I know nothing about building internet sites, never the less my site I build complitly on my own.
I am sorry to say your site really isnt interesting and the pictures are very raw (and I dont mean picture format), makes me feel your skills are very new.

If you are asking us for feedback on site building then maybe someone else more computer savvy then me will be able to help.
If you want feedback on your site as a photogrpher my advise is first start working on your skills as a photographer, improve and then when you are ready put yourself out there and look for people to photograph.

Good luck


----------



## Designer (Jan 16, 2016)

I've never attempted to create a website, but the biggest thing I see is your choice of colors.  Can't even make out what the blue type is for instance.


----------



## snowbear (Jan 16, 2016)

Grab a cup or glass of your favorite beverage and browse through the W3C website.  There is a lot of technical papers that you don't really want to read, but there are a few articles, tutorials and reference guides on design and coding - mostly with how to conform to standards.  I believe there are some validation tools available that should let you assess your pages.

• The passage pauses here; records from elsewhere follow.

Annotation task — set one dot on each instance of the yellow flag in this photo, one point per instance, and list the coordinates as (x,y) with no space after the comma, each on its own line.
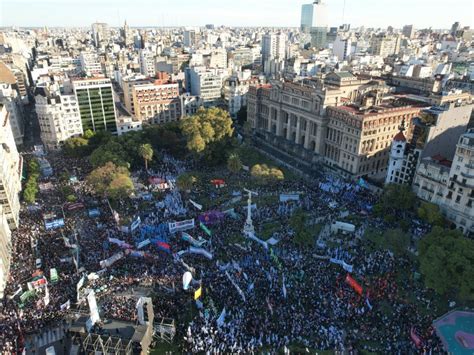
(198,293)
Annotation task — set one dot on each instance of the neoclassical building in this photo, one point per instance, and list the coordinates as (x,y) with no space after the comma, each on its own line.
(341,120)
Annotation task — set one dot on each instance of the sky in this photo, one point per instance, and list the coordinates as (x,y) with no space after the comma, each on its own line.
(278,13)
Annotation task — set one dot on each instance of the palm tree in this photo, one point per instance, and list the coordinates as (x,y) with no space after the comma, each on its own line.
(234,164)
(146,152)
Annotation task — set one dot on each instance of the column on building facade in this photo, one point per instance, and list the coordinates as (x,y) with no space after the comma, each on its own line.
(308,133)
(288,127)
(298,130)
(279,131)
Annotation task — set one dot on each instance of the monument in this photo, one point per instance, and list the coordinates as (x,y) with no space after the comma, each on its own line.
(249,230)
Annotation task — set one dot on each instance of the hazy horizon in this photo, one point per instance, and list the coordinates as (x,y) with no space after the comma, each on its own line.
(436,14)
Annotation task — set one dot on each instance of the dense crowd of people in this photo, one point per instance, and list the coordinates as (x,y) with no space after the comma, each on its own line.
(253,297)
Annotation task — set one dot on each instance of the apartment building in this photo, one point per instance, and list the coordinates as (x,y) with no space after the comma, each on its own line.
(11,165)
(157,101)
(90,64)
(450,185)
(206,83)
(359,137)
(5,251)
(292,116)
(95,98)
(58,116)
(385,45)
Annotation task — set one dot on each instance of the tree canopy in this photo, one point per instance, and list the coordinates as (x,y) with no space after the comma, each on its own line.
(111,180)
(266,174)
(186,181)
(76,146)
(111,151)
(395,198)
(234,164)
(205,127)
(430,213)
(146,152)
(31,188)
(447,263)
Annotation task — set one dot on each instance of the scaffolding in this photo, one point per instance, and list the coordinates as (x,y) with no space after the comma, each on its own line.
(103,344)
(164,329)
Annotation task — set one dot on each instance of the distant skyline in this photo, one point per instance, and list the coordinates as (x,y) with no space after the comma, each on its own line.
(266,13)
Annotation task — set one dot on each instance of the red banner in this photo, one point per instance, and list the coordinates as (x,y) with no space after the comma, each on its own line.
(415,337)
(354,284)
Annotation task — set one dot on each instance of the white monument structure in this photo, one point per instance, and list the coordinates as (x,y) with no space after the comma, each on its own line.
(249,230)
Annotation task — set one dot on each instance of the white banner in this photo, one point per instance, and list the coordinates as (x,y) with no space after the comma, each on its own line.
(143,243)
(108,262)
(135,224)
(139,308)
(195,204)
(289,197)
(94,310)
(181,226)
(220,320)
(201,251)
(66,306)
(46,296)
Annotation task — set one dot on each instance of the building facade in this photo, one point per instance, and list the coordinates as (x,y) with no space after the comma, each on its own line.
(5,251)
(11,169)
(157,102)
(58,117)
(452,189)
(95,98)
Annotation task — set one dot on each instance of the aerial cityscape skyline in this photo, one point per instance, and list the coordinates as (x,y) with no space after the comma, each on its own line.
(436,14)
(246,177)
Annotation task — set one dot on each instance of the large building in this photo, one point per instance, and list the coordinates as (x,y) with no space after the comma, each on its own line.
(314,21)
(273,47)
(5,251)
(147,63)
(359,137)
(157,101)
(206,83)
(100,33)
(90,64)
(306,17)
(95,98)
(341,121)
(192,37)
(408,31)
(342,47)
(450,185)
(11,165)
(58,116)
(385,45)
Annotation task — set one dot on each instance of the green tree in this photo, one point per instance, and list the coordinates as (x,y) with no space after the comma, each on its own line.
(205,127)
(75,147)
(186,181)
(242,115)
(265,174)
(396,241)
(107,179)
(430,213)
(88,134)
(234,164)
(29,195)
(111,151)
(395,198)
(447,263)
(120,187)
(303,236)
(146,152)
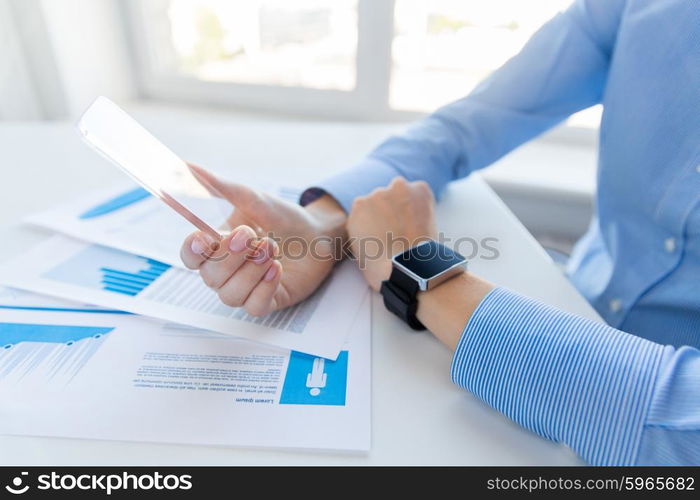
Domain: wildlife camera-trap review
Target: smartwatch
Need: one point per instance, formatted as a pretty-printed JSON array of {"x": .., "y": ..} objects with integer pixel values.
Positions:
[{"x": 419, "y": 268}]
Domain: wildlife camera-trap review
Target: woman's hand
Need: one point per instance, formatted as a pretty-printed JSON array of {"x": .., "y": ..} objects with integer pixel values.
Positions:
[
  {"x": 387, "y": 221},
  {"x": 277, "y": 253}
]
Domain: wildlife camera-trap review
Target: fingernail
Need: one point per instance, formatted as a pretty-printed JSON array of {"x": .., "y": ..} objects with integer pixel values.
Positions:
[
  {"x": 239, "y": 241},
  {"x": 271, "y": 273}
]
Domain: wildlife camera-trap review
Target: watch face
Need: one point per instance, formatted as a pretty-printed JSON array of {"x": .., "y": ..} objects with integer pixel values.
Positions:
[{"x": 429, "y": 259}]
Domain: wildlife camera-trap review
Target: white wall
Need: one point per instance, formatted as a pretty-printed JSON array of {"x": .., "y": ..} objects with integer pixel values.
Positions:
[{"x": 90, "y": 49}]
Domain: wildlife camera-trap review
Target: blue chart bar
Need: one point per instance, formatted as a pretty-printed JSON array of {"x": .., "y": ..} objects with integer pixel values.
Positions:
[
  {"x": 109, "y": 269},
  {"x": 132, "y": 283},
  {"x": 119, "y": 202}
]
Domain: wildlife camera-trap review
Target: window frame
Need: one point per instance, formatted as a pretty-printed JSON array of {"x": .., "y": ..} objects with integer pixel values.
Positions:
[{"x": 368, "y": 101}]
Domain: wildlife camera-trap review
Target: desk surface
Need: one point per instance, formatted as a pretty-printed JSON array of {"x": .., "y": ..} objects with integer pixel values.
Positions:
[{"x": 418, "y": 416}]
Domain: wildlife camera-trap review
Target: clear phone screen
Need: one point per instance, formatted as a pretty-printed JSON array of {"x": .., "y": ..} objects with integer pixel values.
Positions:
[{"x": 122, "y": 140}]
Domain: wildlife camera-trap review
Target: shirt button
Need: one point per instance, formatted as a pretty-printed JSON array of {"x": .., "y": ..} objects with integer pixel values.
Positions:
[
  {"x": 615, "y": 305},
  {"x": 670, "y": 244}
]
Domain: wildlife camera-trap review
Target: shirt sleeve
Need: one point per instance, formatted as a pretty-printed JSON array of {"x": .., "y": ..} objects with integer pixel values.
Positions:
[
  {"x": 561, "y": 70},
  {"x": 614, "y": 398}
]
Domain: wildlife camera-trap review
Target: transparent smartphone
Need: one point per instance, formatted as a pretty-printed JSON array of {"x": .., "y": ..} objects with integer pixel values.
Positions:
[{"x": 123, "y": 141}]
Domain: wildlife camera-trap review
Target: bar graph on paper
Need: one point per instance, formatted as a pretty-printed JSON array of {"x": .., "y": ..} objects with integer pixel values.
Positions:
[
  {"x": 135, "y": 276},
  {"x": 48, "y": 353}
]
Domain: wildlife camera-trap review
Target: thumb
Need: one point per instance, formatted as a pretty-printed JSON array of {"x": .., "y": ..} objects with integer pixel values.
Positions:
[{"x": 242, "y": 197}]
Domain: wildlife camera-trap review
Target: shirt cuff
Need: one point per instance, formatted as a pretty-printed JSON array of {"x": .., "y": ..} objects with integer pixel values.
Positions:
[
  {"x": 354, "y": 182},
  {"x": 567, "y": 378}
]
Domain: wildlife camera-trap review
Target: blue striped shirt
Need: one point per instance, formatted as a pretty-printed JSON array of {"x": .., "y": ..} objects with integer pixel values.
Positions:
[{"x": 627, "y": 392}]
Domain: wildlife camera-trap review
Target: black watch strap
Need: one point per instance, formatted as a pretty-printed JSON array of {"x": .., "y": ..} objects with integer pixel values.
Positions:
[{"x": 400, "y": 297}]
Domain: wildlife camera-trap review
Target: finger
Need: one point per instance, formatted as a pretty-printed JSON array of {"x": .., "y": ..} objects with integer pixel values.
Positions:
[
  {"x": 236, "y": 248},
  {"x": 261, "y": 300},
  {"x": 196, "y": 248},
  {"x": 236, "y": 290}
]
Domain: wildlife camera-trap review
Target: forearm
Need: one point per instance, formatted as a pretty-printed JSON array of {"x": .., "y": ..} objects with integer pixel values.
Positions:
[{"x": 330, "y": 219}]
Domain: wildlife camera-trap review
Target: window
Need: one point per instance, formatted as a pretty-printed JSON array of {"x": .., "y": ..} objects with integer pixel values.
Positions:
[{"x": 366, "y": 59}]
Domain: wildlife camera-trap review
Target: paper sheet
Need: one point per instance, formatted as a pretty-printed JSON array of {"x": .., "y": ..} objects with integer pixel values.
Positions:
[
  {"x": 128, "y": 218},
  {"x": 110, "y": 278},
  {"x": 123, "y": 377}
]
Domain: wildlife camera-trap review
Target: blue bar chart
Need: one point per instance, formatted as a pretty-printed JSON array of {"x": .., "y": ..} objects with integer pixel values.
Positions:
[
  {"x": 109, "y": 269},
  {"x": 116, "y": 203},
  {"x": 131, "y": 283}
]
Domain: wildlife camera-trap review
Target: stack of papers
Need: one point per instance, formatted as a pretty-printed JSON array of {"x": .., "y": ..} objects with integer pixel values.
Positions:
[{"x": 104, "y": 335}]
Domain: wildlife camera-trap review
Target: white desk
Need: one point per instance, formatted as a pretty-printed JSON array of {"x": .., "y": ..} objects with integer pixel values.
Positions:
[{"x": 418, "y": 416}]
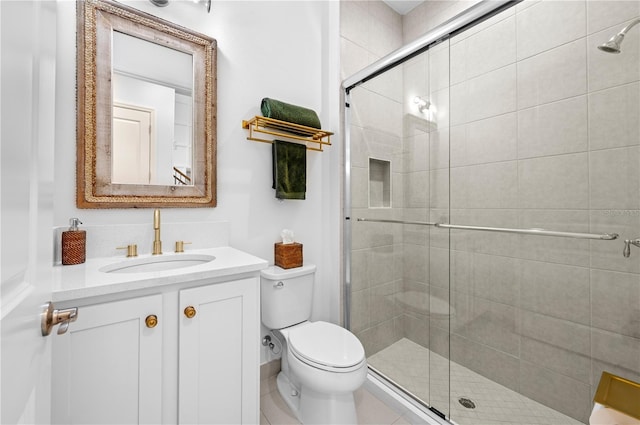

One thing to try - use different browsers and see how your page looks in each one.


----------



## AdrianBeaky (Jan 16, 2016)

Not a bad first attempt. Been in your shoes before. Are you doing this all in Notepad? The design definitely takes me back to 1999 with the basic HTML coding  Reminds me a lot of my first website I coded back over 10-15 years ago. Keep at it and post updates when you learn new code and more advanced techniques (especially when you start delving into CSS). I'm very curious to see the evolution of your site and without a doubt as you take more classes, your skills with grow 10 fold. Who knows. You knock it out of the park with your designs, you can have a niche in the photography website building business


----------



## footballfan993 (Jan 17, 2016)

Thanks for the feedback, and yes, I'm very new to coding, I just had my first class from September to December. But I'll keep adding new code as I go through my courses and learn more.


----------



## RichBrown (Feb 12, 2016)

Great job, add a few photos to the homepage to capture your visitors attention!


----------



## Jesse17 (Feb 12, 2016)

- Download editra for free if you're not using some sort of editor other than a word processor, already.
- Try not to EVER use fixed px numbers. Instead use % so everything scales to individual screens. You can use min and max px in conjunction with %
- Learn to use divisions, basically <div></div> tags you can put around any parts of your page and then assign styles to those divisions in your .css
- Learn to use class and id in your .css
- Learn to use php and particular what's called an include, it will allow you to put parts of your page (like your menu) in a separate file then instead of editing the menu on every single page when you change something, you just change it in the one file and it will change on all the pages.

I'm no expert, far from it. I've just hobbied around with web page design for about 15 years. Like you I started with pure html, and every new site I do is better than the last. PM me if you have any specific questions.


----------